UTWind wins first place in the international competition for small wind turbines


In their first-ever competition, UTWind – a team of undergraduate and graduate students from U of T Engineering – won first prize in an international challenge to design and build a small-scale wind turbine .

“While we always strived to be a competitive team from the start and knew we had a solid design, we certainly didn’t expect to take first place,” says David Petriw (Year 3 MSE), member of UTWind.

“Team morale is high and we are going to celebrate this victory in style!”

The International Small Wind Turbine Competition (ISWTC) is organized annually by Hanze University of Applied Sciences in Groningen, the Netherlands. To clinch first place, UTWind edged out teams from Denmark, Germany, Poland and Egypt.

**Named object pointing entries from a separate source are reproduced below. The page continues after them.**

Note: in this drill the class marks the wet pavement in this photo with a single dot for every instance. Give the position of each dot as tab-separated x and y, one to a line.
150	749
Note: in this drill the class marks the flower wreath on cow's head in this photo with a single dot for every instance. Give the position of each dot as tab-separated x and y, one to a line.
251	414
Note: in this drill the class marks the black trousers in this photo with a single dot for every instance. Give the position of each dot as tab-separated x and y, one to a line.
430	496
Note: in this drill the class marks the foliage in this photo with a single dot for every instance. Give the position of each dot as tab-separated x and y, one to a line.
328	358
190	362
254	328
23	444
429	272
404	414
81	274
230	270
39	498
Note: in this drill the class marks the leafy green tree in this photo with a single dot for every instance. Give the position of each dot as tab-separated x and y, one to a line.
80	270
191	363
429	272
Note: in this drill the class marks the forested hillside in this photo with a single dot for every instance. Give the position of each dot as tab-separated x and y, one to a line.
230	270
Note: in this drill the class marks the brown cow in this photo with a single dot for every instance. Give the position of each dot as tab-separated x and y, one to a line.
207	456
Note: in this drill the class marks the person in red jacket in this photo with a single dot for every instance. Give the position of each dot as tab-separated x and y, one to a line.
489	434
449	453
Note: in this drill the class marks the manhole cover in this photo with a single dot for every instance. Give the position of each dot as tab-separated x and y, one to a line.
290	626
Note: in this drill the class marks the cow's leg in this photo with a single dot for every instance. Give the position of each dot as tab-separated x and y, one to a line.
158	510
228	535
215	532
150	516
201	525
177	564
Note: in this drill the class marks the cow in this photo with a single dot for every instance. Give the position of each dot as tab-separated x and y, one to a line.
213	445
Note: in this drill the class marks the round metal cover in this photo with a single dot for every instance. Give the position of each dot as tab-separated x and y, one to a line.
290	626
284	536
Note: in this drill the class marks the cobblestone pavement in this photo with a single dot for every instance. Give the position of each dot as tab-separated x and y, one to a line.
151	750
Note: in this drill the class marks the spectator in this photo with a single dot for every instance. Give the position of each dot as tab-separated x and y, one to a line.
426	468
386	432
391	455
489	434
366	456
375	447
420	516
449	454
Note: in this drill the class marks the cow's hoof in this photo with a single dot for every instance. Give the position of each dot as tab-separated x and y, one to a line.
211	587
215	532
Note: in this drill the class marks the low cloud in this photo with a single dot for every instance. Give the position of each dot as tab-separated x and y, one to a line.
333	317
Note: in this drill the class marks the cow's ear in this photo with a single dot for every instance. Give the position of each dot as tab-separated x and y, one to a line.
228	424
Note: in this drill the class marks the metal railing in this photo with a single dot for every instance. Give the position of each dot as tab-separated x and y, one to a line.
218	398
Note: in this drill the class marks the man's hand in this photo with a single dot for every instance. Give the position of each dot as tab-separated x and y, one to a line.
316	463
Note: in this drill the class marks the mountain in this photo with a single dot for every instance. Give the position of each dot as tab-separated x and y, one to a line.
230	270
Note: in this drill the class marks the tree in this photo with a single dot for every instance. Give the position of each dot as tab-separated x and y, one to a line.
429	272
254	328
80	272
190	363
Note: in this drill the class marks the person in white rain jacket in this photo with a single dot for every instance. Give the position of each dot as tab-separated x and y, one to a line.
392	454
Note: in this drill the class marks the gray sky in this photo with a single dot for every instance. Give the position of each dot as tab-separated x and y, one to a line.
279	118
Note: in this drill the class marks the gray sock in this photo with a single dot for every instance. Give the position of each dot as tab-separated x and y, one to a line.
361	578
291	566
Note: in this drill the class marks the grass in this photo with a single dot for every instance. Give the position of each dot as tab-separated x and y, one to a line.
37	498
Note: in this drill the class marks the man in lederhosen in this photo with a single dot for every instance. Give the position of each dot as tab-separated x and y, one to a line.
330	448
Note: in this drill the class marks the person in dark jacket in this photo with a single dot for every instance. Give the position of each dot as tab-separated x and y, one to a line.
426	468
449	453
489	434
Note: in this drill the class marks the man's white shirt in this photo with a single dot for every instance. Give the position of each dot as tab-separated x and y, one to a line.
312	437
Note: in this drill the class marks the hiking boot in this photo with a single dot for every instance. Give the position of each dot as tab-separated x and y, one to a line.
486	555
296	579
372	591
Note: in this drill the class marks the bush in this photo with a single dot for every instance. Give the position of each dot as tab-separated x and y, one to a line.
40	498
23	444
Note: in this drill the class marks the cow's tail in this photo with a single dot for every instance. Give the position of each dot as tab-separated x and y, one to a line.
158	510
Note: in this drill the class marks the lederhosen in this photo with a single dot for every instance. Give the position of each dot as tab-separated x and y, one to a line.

“ISWTC’s goal is to build and demonstrate a wind turbine designed for rural areas in sub-Saharan Africa,” says André Ilersich (UTIAS doctoral student), aerodynamic manager for UTWind.

“Every aspect of our design had to be suitable for, or at least compatible with, the region in which it would be sold and operated. We also had to show that our design was sustainable, being made from recyclable, inexpensive and local materials. materials available. »

Unlike large wind turbines used in commercial wind farms, which can tower up to over a hundred meters and each generate megawatts of power, small wind turbines (SWTs) are designed for generation at scales ranging from a few hundred watts to a few kilowatts.

To win the ISWTC, teams must demonstrate industry-leading performance on a number of criteria, including power generation, start-up speed, estimated annual power generation, and power coefficient, which is a measure turbine efficiency.

Performance was measured in the Open Jet Facility Wind Tunnel at Delft University of Technology. After that, the teams headed to the Science of Making Torque conference in Delft, to present their business case.

The process of creating the prototype took over a year from start to finish.

“We started the design phase at the beginning of 2021 and the whole was built in the winter semester of 2022,” explains ashley best (Year 3 MSE), Media Team Lead for UTWind.

“Our turbine is made from wood and 3D printed plastic. A few parts were outsourced to our sponsor machine shop, Protocase, but the majority of manufacturing was done in-house by our team – 3D printing, laser cutting, drilling, turning, milling, and assembly.

“One of the things that set our team apart was our high power coefficient, even when operating at very low wind speeds,” says UTWind co-president and technical advisor, suraj bansal (doctoral student UTIAS).

“Additionally, we had a very modular, low-cost, and durable construction, as well as a self-starting wind turbine design through our active pitch control system. We are currently creating a mobile application to control and monitor the performance of the wind turbines directly from our mobile devices.”

UTWind is one of U of T Engineering‘s newest design teams, co-founded in January 2021 by Bansal and Ben Gibson (UTIAS MASc 2T2).

“I was a member of a similar wind turbine design team at the University of Manitoba, while Suraj had previous experience from his master’s research work in the United States to design large-scale wind turbines,” says Gibson.

“We wanted to impart as much knowledge as possible, while having fun and pushing ourselves to the max. And so far, everything has gone well!”